Uma utopia da vontade humana feita de concreto, aço e plástico. Um lugar onde animais e plantas só servem se tiverem algum valor comercial. Uma realidade em que o quintal da minha mãe é uma perda de tempo.
É hora de mudar
A cada dia que passa a preservação do meio ambiente tem se tornado um tema mais importante. A emergência climática, resultado das ações inconsequentes da humanidade, ameaça nossa própria existência e exige que façamos uma mudança urgente no nosso modo de vida.
Fontes de energia limpas, uso racional dos recursos e preservação da biodiversidade passaram a ser uma parte importante das políticas públicas de diversos governos do mundo, bem como de empresas que sabem que os negócios dependem de uma nova postura em relação ao meio ambiente.
Talvez o mais difícil nessa situação seja a mudança de mentalidade, pois nossa sociedade é baseada na busca pelo lucro a qualquer custo e em uma crença quase inconsciente da superioridade humana em relação a natureza.
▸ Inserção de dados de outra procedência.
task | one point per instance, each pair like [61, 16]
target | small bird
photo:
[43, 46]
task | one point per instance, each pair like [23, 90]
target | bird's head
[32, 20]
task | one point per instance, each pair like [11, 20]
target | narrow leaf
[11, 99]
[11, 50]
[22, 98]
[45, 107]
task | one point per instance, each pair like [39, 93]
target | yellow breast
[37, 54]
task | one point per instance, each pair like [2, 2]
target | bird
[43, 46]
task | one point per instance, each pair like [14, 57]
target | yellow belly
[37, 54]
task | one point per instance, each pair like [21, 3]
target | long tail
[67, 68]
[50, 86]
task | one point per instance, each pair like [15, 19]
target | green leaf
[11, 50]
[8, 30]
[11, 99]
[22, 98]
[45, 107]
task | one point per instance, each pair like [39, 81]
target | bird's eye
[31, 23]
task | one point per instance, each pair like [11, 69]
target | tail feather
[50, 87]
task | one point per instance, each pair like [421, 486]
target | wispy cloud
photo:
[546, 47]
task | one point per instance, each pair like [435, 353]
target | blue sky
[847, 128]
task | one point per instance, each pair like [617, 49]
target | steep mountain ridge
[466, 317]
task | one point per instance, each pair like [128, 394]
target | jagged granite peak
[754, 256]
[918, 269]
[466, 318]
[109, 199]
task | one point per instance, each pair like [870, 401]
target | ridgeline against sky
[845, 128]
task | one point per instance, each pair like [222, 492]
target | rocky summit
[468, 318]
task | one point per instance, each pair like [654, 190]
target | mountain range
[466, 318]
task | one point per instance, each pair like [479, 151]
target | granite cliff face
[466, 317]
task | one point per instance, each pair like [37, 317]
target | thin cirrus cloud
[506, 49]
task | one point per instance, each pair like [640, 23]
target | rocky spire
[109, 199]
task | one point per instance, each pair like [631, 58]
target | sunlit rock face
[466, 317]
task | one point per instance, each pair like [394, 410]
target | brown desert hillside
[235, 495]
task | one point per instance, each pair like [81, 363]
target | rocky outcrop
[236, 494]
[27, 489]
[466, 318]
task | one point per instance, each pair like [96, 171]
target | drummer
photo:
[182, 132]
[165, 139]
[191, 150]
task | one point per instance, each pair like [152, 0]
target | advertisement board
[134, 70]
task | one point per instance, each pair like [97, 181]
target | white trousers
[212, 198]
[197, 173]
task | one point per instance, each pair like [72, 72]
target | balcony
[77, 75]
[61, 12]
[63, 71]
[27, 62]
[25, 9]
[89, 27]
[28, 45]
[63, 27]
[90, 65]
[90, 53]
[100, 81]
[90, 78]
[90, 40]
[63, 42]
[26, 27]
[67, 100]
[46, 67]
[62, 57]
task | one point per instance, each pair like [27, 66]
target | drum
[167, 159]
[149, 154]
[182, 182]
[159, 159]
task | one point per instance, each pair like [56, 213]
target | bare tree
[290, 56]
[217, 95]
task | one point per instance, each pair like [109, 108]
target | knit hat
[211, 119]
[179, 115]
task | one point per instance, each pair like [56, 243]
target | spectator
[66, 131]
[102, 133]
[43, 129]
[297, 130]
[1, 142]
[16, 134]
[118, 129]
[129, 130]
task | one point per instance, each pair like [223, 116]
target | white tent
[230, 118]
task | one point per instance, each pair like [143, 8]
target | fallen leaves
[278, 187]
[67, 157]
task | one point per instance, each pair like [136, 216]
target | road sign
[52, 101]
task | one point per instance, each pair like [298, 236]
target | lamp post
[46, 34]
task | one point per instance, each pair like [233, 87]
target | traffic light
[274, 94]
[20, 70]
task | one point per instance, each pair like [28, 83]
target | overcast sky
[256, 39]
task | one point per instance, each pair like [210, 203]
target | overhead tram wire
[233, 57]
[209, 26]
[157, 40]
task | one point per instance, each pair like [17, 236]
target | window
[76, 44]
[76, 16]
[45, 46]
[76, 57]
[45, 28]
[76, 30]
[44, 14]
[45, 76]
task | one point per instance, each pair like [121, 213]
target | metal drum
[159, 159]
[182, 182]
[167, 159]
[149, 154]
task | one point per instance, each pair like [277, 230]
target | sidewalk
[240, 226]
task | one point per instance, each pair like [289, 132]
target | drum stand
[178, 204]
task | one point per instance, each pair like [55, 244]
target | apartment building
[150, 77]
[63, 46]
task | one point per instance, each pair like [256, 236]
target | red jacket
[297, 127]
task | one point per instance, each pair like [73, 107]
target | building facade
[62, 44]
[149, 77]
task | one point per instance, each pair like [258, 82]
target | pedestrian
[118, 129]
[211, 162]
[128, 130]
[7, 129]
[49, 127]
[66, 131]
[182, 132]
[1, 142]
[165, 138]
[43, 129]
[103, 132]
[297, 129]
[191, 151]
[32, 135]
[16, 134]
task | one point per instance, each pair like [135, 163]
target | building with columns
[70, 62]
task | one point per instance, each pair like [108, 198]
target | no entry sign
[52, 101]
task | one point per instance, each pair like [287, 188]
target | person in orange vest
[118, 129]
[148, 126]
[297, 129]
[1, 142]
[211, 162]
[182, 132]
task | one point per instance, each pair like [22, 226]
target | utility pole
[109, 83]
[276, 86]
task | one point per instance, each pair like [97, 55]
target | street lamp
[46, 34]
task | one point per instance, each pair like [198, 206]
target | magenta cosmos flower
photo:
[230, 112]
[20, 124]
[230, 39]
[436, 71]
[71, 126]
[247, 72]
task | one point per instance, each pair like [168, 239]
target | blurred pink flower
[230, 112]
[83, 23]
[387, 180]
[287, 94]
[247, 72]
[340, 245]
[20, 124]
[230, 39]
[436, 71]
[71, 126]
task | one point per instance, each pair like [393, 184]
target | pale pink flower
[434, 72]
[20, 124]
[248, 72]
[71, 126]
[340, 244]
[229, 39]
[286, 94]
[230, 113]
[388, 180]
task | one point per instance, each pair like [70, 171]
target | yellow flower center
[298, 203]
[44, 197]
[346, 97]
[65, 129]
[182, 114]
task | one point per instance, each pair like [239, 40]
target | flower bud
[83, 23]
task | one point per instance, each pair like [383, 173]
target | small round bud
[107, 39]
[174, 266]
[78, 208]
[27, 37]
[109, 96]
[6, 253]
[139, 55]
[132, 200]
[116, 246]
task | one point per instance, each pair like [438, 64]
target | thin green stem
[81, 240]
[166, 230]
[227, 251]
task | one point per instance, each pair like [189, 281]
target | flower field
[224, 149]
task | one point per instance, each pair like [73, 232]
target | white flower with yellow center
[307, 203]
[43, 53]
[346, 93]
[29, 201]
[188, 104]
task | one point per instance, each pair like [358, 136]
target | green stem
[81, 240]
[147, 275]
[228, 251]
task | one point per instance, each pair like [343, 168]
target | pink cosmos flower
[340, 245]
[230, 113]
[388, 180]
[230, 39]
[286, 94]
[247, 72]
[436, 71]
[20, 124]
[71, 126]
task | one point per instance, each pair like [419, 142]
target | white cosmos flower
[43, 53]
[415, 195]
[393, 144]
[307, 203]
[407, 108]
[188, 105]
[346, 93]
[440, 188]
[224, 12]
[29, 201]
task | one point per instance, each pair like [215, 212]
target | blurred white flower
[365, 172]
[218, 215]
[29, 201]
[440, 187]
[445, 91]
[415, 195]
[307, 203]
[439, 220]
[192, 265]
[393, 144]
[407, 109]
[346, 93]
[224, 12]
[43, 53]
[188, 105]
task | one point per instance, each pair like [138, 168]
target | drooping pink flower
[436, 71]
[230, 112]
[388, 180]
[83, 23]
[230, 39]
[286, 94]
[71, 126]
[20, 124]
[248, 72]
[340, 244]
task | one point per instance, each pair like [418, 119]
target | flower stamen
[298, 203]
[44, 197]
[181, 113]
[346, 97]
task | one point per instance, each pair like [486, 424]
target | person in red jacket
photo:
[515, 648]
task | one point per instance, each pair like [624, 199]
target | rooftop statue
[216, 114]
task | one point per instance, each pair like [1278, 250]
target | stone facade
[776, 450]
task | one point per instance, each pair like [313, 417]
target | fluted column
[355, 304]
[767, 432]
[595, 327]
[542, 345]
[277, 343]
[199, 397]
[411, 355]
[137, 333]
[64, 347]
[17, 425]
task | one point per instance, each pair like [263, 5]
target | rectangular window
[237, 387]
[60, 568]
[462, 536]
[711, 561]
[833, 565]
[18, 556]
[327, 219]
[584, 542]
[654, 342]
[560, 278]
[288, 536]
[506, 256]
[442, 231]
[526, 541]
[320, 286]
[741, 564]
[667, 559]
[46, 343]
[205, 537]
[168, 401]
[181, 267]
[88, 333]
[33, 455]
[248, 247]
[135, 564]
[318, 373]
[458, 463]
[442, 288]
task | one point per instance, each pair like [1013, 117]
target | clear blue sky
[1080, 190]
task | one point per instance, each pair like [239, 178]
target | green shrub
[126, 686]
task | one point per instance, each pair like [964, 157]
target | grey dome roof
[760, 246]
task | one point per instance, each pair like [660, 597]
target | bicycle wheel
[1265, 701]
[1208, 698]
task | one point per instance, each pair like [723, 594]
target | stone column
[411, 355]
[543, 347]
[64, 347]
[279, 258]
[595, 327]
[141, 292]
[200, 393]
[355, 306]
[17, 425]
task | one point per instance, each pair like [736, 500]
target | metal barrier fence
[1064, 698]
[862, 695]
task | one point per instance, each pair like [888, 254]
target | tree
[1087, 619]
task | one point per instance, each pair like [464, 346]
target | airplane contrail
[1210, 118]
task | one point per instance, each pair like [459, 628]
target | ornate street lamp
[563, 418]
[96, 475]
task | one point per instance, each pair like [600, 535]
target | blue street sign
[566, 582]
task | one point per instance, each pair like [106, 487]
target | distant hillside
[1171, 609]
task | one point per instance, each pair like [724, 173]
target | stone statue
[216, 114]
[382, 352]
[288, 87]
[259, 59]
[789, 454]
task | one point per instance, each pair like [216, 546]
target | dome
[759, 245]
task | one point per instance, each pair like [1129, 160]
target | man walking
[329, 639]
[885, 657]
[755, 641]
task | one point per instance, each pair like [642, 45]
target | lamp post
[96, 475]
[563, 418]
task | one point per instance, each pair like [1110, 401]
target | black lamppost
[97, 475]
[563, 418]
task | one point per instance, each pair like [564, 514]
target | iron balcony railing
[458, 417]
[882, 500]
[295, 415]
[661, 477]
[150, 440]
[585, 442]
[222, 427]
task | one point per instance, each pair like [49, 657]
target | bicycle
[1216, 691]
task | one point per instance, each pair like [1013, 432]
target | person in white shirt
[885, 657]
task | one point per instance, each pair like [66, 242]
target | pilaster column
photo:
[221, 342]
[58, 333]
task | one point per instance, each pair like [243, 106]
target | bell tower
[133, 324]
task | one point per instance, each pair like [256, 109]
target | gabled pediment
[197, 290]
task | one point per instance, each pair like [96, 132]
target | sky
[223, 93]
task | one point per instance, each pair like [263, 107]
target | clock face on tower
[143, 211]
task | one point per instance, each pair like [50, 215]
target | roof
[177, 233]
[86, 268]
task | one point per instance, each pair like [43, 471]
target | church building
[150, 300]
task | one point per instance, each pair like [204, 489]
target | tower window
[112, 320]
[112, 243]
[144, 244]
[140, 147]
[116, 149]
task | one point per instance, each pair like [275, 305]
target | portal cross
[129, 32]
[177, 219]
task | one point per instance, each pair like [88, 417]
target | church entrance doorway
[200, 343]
Duas ideias que nos trouxeram até uma ameaça global e que devem ser deixadas para trás.
Mas como mudar as ideias?
Mata Atlântica na mesa
Jogos são produtos culturais assim como livros, filmes e séries de TV. Eles expressam valores, ideias e opções estéticas, dialogando com a época em que foram produzidos e influenciando a vida de quem joga. Olhando por esse ponto de vista, um jogo nunca é só um jogo.
Um jogo pode apresentar novos universos para os jogadores, ensinar história, matemática, astronomia, lógica e despertar a curiosidade de quem está na mesa se divertindo.
E eu encontrei isso no jogo Agrofloresta.
No meu primeiro contato com Agrofloresta percebi que estava diante de algo diferente.
Um jogo de fazendinha não é nenhuma novidade, porém o que a Laila Terra estava propondo era distinto em dois aspectos: o que deve ser cultivado e como isso deve ser feito.
Agrofloresta me convidou a plantar milho, mandioca, maracujá, mamão e outras tantas espécies nativas da Mata Atlântica. Vi a colheita da infância ali na minha frente, e lembrei de como é bom poder se alimentar daquilo que você sabe de onde veio.
Mas não bastava encher os terrenos com as melhores plantas, pois eu também precisava de árvores como o Buriti e o Baru para gerar sombras, o que fez com que a minha fazenda buscasse uma integração entre espécies que é a base do sistema agroflorestal.
Nesse momento percebi que Agrofloresta não é mais um jogo de fazendinha.
Agrofloresta é um jogo de roça.
Daquela roça que os povos indígenas, quilombolas e caipiras usam para garantir seu sustento preservando a terra, pois sem a terra nós não somos nada.
Jogos são capazes de mudar o mundo? Diretamente não, mas ao lado de outros produtos culturais contribuem para uma mudança de mentalidade que pode gerar ações positivas para construir o mundo que queremos.